Search code examples
rartificial-intelligenceknnmahalanobis

Problems using the Mahalanobis distance in the KNN algorithm


I'm a student and I'm trying to do this homework, where I need to do the KNN algorith with the Mahalanobis distance as parameter, but for some reason that I can't figure out, my code is not working.

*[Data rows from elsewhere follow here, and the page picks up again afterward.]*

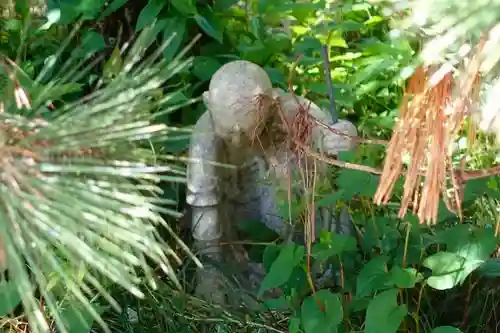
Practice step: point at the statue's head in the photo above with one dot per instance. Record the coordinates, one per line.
(238, 98)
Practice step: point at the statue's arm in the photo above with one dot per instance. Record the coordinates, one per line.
(202, 194)
(324, 139)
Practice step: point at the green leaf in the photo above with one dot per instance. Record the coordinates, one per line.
(355, 182)
(186, 7)
(114, 64)
(205, 67)
(9, 297)
(258, 27)
(314, 319)
(113, 7)
(333, 244)
(384, 315)
(77, 318)
(294, 325)
(337, 41)
(446, 329)
(223, 5)
(22, 7)
(446, 269)
(92, 42)
(210, 26)
(149, 13)
(490, 268)
(405, 277)
(373, 276)
(175, 30)
(282, 268)
(467, 252)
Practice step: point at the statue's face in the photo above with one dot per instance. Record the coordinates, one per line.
(238, 122)
(233, 99)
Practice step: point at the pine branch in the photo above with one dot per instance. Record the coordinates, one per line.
(80, 190)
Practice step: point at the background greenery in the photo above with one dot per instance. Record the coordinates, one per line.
(397, 275)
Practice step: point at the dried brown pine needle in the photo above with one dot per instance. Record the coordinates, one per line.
(428, 125)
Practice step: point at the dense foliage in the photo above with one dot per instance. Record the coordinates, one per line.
(396, 274)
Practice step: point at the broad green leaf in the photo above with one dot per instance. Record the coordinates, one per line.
(446, 329)
(210, 26)
(405, 277)
(332, 244)
(186, 7)
(282, 268)
(384, 315)
(373, 276)
(149, 13)
(446, 269)
(314, 320)
(9, 297)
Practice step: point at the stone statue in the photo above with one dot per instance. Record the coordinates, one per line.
(238, 159)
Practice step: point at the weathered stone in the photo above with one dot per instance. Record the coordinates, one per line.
(239, 160)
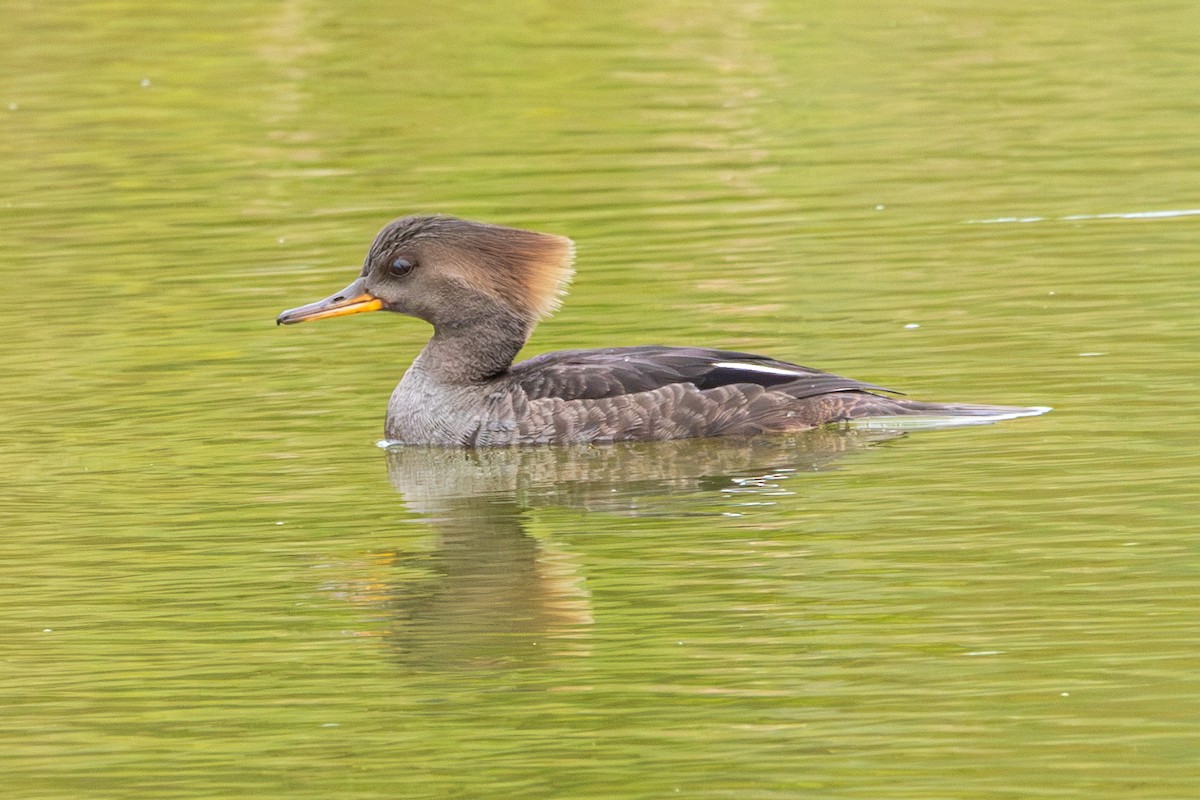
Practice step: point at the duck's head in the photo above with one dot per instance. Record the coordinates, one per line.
(450, 271)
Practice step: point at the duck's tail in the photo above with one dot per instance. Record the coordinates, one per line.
(906, 415)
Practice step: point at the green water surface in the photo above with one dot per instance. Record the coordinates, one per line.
(216, 585)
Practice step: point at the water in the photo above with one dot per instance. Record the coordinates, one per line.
(219, 585)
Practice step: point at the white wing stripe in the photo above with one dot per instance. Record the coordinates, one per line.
(761, 368)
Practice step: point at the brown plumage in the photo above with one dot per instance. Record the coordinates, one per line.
(485, 287)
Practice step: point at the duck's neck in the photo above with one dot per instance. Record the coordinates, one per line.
(473, 348)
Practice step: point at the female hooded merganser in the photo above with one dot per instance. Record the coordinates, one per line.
(485, 287)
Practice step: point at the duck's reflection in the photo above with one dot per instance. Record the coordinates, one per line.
(491, 593)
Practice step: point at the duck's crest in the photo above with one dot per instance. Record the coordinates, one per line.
(525, 270)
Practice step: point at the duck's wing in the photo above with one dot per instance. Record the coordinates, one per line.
(612, 372)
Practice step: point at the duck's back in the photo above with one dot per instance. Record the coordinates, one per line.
(665, 392)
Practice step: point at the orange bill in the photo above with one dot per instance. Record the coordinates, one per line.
(353, 299)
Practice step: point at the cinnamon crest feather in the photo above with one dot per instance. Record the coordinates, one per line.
(525, 270)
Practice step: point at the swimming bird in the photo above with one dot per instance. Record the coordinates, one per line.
(485, 287)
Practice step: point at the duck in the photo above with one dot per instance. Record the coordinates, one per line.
(484, 287)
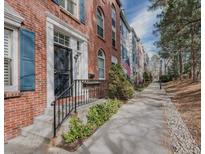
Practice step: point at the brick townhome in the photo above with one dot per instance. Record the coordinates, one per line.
(37, 33)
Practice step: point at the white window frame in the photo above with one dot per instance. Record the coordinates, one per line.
(76, 10)
(64, 40)
(102, 58)
(113, 16)
(103, 20)
(15, 60)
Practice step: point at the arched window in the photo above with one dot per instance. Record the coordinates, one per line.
(100, 23)
(101, 64)
(113, 26)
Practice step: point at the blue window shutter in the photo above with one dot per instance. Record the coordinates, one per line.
(56, 1)
(82, 11)
(27, 60)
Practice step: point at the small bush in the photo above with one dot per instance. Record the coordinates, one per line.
(78, 130)
(97, 115)
(118, 86)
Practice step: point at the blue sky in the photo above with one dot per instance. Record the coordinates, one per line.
(142, 21)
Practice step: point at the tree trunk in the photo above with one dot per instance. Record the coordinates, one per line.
(193, 56)
(180, 64)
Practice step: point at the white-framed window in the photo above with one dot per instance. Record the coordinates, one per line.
(78, 45)
(100, 23)
(11, 74)
(62, 39)
(8, 57)
(113, 26)
(70, 6)
(101, 64)
(113, 17)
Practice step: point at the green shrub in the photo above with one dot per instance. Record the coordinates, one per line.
(100, 113)
(97, 115)
(118, 86)
(77, 130)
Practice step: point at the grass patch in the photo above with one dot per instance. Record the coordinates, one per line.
(97, 116)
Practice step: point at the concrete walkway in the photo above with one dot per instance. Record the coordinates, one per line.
(138, 128)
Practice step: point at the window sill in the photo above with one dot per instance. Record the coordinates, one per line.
(102, 38)
(70, 15)
(13, 94)
(114, 47)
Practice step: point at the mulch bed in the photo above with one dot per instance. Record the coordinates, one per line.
(187, 99)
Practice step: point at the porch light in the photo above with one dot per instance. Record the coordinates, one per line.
(77, 56)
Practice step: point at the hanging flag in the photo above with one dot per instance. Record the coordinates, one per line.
(126, 65)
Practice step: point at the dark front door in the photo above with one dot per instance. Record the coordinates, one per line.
(62, 70)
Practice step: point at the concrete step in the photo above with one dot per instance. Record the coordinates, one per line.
(42, 133)
(25, 145)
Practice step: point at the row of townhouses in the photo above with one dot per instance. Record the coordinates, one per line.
(50, 43)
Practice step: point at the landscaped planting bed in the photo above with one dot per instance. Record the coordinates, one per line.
(80, 131)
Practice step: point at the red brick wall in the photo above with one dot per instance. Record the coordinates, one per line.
(95, 42)
(20, 111)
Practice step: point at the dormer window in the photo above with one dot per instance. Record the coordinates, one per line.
(70, 6)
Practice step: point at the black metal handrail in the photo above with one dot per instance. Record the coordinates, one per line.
(80, 92)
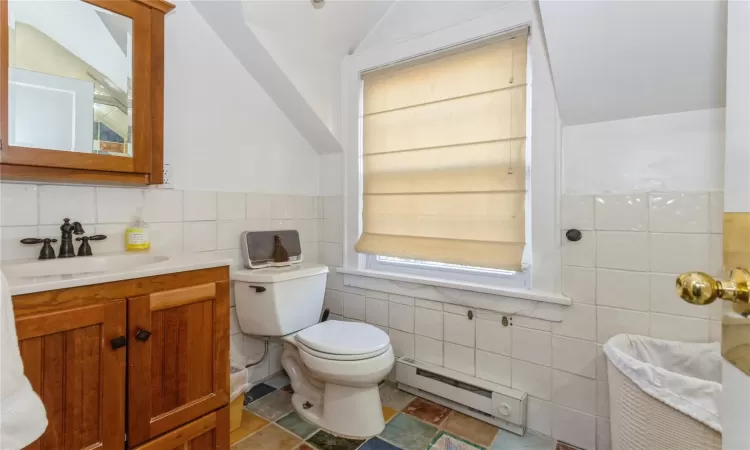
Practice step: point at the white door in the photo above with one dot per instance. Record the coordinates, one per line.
(735, 405)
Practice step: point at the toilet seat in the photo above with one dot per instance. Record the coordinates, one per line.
(343, 341)
(334, 357)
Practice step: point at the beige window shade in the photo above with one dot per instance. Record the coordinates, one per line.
(444, 158)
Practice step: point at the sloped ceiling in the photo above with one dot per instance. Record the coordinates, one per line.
(412, 19)
(621, 59)
(309, 44)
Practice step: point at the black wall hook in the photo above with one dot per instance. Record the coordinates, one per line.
(573, 235)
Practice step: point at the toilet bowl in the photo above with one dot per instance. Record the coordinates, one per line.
(348, 403)
(334, 367)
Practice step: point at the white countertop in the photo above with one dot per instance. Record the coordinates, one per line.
(103, 268)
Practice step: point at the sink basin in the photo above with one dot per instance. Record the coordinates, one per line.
(79, 265)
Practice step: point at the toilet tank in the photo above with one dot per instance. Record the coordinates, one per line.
(276, 301)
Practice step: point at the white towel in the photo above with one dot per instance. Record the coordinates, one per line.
(22, 415)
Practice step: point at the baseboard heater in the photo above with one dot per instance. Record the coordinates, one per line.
(493, 403)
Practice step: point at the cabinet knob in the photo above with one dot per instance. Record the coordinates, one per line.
(118, 342)
(142, 335)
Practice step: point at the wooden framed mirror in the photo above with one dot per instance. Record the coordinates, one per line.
(82, 90)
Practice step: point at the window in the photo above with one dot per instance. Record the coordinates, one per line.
(444, 162)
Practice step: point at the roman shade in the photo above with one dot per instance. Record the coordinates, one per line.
(444, 169)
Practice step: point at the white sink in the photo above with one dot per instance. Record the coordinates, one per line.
(79, 265)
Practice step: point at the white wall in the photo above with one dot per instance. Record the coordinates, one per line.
(222, 131)
(672, 152)
(647, 194)
(621, 59)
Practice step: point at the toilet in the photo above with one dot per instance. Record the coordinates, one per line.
(334, 367)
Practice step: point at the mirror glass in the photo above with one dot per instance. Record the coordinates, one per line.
(71, 85)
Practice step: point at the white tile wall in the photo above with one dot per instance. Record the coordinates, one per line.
(626, 250)
(231, 206)
(191, 221)
(458, 329)
(621, 212)
(163, 205)
(679, 212)
(428, 350)
(18, 204)
(199, 205)
(620, 277)
(492, 367)
(77, 203)
(458, 358)
(639, 243)
(577, 212)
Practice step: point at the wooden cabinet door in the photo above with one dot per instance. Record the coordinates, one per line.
(78, 371)
(180, 371)
(209, 432)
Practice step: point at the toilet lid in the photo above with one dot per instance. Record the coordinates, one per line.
(344, 338)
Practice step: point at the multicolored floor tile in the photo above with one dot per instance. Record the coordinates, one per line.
(412, 423)
(323, 440)
(427, 411)
(445, 441)
(297, 425)
(257, 392)
(278, 381)
(408, 432)
(272, 406)
(249, 425)
(564, 446)
(508, 441)
(470, 428)
(269, 438)
(388, 413)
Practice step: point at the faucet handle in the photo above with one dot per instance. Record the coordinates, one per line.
(47, 251)
(37, 240)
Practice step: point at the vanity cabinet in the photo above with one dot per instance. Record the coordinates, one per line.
(167, 336)
(69, 360)
(173, 376)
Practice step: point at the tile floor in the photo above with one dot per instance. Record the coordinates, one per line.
(412, 423)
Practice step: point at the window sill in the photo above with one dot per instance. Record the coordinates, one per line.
(536, 304)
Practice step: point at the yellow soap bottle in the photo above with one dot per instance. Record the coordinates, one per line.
(136, 235)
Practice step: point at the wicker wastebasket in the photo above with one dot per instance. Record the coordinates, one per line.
(640, 421)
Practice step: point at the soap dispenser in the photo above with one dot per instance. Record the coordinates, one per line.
(136, 235)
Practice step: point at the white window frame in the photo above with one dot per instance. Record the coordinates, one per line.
(542, 197)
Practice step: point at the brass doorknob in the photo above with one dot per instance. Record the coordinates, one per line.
(701, 288)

I'm not a R master, actually I know only the basics.

library(FNN)
library(readr)
library(pvclass)
library(corpcor)
iono <- read_csv("C:/Users/bruno/Dropbox/Eng. Computação/17.2/IA/Prática Ionosphere/ionosphere.data.txt", 
             col_names = FALSE)
p <- 0.8
iono <- as.matrix(iono)
#gerar indices para selecionar linhas da matriz
train_idx <- sample(x = nrow(iono), size = p*nrow(iono), replace = FALSE)
test_idx <- c(1:nrow(iono))[-train_idx]

#gerar as matrizes com os dados de treinamento/teste
iono_train_x <- iono[train_idx, 1:34]
iono_train_y <- iono[train_idx, 35]
iono_test_x <- iono[test_idx, 1:34]
iono_test_y <- iono[test_idx, 35]

# -------- Implementando a Funcao de Distancia Mahalanobis para KNN
# x - matriz de dados treinamento
# xtest - matriz de dados de teste
# cx - matriz de parametros de mahalanobis
mahalanobis_xy_knn <- function(xtest, x, cx) {

Mdist <- matrix(0, nrow = nrow(xtest), ncol = nrow(x))
for(i in 1:nrow(xtest)){
Mdist[i,] <- mahalanobis(x = x, center = xtest[i, ], cov = cx, inverted = TRUE)
}

return(Mdist)
}


# --------------- Algoritmo KN com Métrica da Mahalanobis
knn_custom <- function(Xtrain, Xtest, Ytrain, k, M){

# ------ Obtem as Distancias Dist(MxN) de todos Xtest(Mxd) para todos Xtrain(Nxd)
# ------ Usando a Métrica Aprendida
Dist <- mahalanobis_xy_knn(Xtest,Xtrain, M)
#   Dist <- dist()
#dados <- data.frame(Dist, Ytrain)

Yhat <- matrix(0, nrow = nrow(Xtest), ncol = 1) 

label_um <- 0
label_dois <- 0
# ---- Calcula o Label de Cada Xtest
for(i in 1:length(Yhat)){
# Agrupa Dist e Y num data frame
dados <- data.frame(Dist[i,], Ytrain)
# Ordena Data frame segundo a Distancia
ind <- order(dados$Dist.i...)
# Toma os K Labels mais Próximos
k_labels_proximos <- Y[ind[1:k]]
# Verifica a maioria
for(j in 1:k){
  if (k_labels_proximos[j] == 1) label_um <- label_um + 1
  else label_dois <- label_dois + 1
}

if(label_um > label_dois) Yhat[i] <- 1
else if(label_um < label_dois) Yhat[i] <- 2

label_um <- 0
label_dois <- 0
}

return(Yhat)
}


# ------------- Aprendizado da Metrica de Mahalanobis
#dados <- data.frame(iono_test_x,iono_test_y)
M_cov <- cov(iono)
inv_m_cov <- pseudoinverse(iono)
M_ident <- diag(ncol(iono))

# ------ Aplicar o K-NN com a Métrica Mahalanobis com matriz de Covariancia
saida_knn_maha <- knn_custom(train_idx, iono_test_x, iono_test_y, k, M_cov)
acc_knn_maha <- sum(iono_test_y == saida_knn_maha)/length(iono_test_y) * 100

When I try to run the code, this is the error I get:

Error: is.numeric(x) || is.logical(x) is not TRUE

RStudio doesn't show me where the error is, so I can't fix it. The problem is in the comparisons?


Solution

  • It would be good if you could share the structure and some of the data observations of your data. I would assume your dataset "Ionosphere" is the same as this one: https://www.rdocumentation.org/packages/mlbench/versions/2.1-1/topics/Ionosphere

    If the error is from this line:

    M_cov <- cov(iono)
    

    Check if the dataset of iono here (when executing the covariance function) contains non-numeric variables, e.g. factor / str / missing values. You can check the structure using the below function:

    str(iono)
    

    All non-numeric variables should be excluded to avoid such problem when executing the cov function.